Suppose I have the following dataset:
id = 1:100
var_1 = rnorm(100,100,100)
var_2 = rnorm(100,100,100)
var_3 = rnorm(100,100,100)
var_4 = rnorm(100,100,100)
my_data = data.frame(id, var_1, var_2, var_3, var_4)

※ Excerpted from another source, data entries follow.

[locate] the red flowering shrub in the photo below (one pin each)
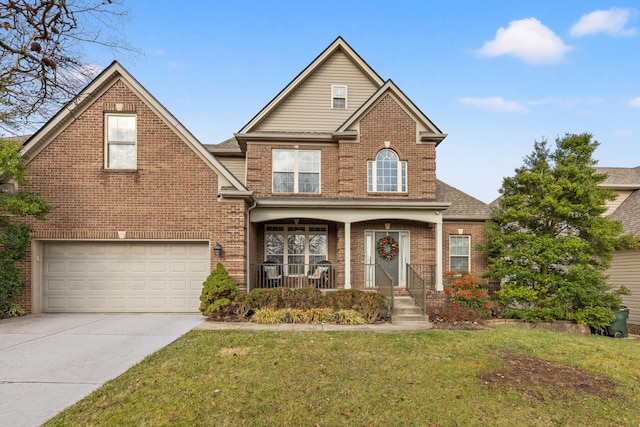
(466, 290)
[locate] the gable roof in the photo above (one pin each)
(463, 206)
(338, 44)
(627, 213)
(433, 134)
(110, 75)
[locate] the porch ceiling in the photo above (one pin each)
(348, 211)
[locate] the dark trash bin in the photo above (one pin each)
(618, 328)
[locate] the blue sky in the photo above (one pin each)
(494, 75)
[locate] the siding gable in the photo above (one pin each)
(308, 107)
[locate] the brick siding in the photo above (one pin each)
(172, 195)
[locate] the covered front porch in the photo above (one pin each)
(345, 245)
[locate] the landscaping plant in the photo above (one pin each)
(218, 293)
(549, 241)
(15, 206)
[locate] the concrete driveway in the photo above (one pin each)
(50, 361)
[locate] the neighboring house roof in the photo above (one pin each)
(627, 213)
(229, 147)
(19, 138)
(627, 182)
(114, 72)
(463, 206)
(621, 178)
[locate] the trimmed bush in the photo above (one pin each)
(317, 307)
(218, 293)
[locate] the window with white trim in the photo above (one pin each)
(120, 141)
(387, 173)
(296, 171)
(459, 253)
(297, 247)
(338, 96)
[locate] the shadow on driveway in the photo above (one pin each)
(50, 361)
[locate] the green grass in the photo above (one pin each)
(248, 378)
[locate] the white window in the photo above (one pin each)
(296, 171)
(120, 136)
(297, 247)
(459, 253)
(338, 96)
(387, 173)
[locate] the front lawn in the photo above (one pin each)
(506, 376)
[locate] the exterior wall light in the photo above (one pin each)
(217, 249)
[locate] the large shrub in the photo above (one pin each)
(317, 306)
(218, 293)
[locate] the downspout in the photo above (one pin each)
(248, 222)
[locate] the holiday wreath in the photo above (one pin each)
(382, 248)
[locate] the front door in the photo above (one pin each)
(389, 250)
(386, 253)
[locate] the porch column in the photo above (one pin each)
(347, 255)
(439, 286)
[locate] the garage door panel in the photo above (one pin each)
(157, 267)
(76, 285)
(54, 266)
(198, 267)
(123, 277)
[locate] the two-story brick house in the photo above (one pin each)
(338, 169)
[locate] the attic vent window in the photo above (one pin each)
(338, 96)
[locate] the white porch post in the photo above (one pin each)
(347, 255)
(439, 286)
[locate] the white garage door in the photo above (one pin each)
(123, 277)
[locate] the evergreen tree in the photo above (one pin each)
(549, 241)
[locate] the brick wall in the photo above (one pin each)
(478, 261)
(172, 195)
(343, 171)
(387, 121)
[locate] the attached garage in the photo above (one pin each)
(105, 277)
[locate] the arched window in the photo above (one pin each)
(387, 173)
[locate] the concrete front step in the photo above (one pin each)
(406, 310)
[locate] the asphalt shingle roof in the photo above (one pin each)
(621, 177)
(463, 206)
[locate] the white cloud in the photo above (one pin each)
(496, 103)
(610, 21)
(529, 40)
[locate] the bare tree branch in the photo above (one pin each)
(41, 62)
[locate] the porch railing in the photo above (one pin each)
(420, 279)
(321, 276)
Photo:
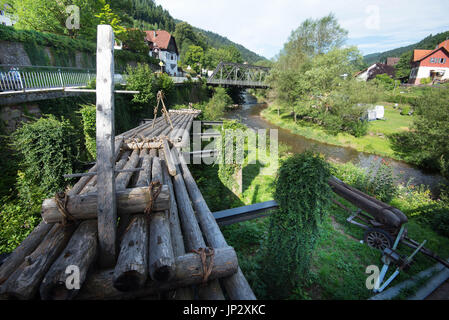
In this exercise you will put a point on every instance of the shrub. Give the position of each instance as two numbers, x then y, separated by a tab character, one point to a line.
216	106
405	110
377	180
303	195
48	149
228	165
425	80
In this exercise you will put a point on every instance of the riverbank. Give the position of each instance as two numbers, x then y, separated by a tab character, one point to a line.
375	142
339	261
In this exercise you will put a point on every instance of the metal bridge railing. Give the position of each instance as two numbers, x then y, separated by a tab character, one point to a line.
23	78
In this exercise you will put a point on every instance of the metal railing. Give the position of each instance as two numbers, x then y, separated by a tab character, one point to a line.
14	78
23	78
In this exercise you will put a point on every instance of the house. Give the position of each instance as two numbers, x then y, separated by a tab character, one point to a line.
433	64
163	47
372	71
5	19
392	61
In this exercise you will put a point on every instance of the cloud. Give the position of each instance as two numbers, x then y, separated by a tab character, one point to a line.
264	26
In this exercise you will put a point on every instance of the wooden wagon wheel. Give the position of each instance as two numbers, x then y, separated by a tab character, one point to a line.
378	238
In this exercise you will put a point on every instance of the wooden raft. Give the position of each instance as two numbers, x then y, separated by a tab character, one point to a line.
175	250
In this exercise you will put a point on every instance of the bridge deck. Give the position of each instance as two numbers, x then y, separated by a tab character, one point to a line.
134	154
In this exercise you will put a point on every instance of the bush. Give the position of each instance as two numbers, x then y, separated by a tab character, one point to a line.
405	110
377	180
48	149
425	80
45	39
304	196
216	106
228	164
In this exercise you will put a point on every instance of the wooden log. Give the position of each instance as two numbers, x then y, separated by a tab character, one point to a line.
175	225
24	249
161	257
99	285
145	175
169	129
156	131
236	286
156	170
185	136
84	206
168	158
131	270
192	233
121	181
80	252
123	178
106	199
177	131
86	184
24	283
185	293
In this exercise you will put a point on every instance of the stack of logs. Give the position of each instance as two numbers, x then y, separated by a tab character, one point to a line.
150	134
164	251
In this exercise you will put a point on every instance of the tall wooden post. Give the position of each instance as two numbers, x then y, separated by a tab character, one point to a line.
106	197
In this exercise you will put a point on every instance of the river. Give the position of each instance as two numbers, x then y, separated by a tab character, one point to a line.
249	114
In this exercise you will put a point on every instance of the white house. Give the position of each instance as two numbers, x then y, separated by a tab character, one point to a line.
163	46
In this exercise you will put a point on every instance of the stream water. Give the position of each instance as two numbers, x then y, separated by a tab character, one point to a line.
249	114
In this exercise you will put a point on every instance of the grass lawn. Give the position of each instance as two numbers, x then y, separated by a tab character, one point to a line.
375	142
339	261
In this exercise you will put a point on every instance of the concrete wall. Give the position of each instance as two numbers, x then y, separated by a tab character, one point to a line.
12	116
14	53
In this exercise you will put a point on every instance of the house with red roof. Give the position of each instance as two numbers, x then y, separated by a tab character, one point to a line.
433	64
163	47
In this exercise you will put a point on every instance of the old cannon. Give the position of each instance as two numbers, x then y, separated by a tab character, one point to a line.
384	228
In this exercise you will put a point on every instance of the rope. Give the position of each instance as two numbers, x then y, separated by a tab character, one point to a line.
155	188
61	199
207	268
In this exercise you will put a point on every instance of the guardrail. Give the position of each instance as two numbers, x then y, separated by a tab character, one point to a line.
16	79
31	78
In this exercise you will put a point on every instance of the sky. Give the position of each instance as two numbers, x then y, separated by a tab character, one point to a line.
263	26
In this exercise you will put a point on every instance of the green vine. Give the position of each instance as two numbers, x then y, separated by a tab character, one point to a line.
228	167
303	196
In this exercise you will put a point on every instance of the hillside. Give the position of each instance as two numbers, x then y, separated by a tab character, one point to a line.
146	14
430	42
217	41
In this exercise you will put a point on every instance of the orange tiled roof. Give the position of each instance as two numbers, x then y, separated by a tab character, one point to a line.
419	54
444	44
161	40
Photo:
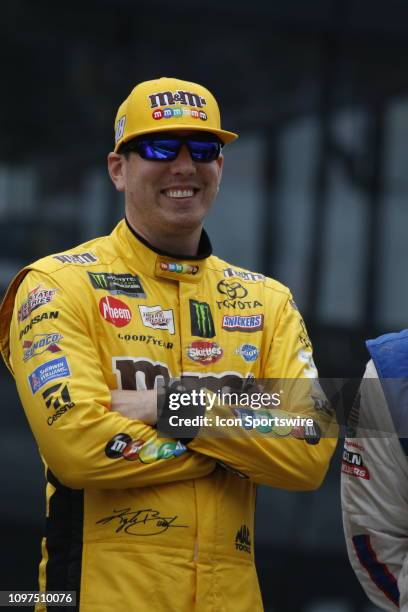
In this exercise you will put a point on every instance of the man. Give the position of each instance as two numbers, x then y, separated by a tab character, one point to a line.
136	520
375	475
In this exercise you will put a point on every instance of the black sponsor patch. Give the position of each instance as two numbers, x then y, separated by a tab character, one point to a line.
115	447
117	284
202	323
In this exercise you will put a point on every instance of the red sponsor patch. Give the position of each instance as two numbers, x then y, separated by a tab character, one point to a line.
355	470
204	352
115	311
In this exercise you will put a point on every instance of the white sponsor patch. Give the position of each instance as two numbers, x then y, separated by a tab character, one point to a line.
157	318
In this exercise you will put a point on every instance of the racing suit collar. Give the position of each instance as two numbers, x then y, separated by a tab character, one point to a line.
158	263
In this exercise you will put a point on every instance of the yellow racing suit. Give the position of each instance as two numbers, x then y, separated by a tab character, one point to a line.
136	521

- I want to randomly replace 25 of the SAME entries in var_1 and var_2 with NA
- I want to randomly replace 20 of the SAME entries in var_3 and var_4 with NA.
I found the following code that can replace entries in a column with NA:
my_data$var_1[sample(nrow(my_data),25)]<-NA
my_data$var_2[sample(nrow(my_data),25)]<-NA
my_data$var_3[sample(nrow(my_data),20)]<-NA
my_data$var_4[sample(nrow(my_data),20)]<-NA
But is there someway to ensure that the same entries in var_1 and var_2 are replaced with NA, and the same entries in var_3 and var_4 are replace with NA?
Reference:
CodePudding user response:
Like this?
library(data.table)
setDT(my_data)
my_data[sample(.N, 25), c('var_1', 'var_2'):=NA]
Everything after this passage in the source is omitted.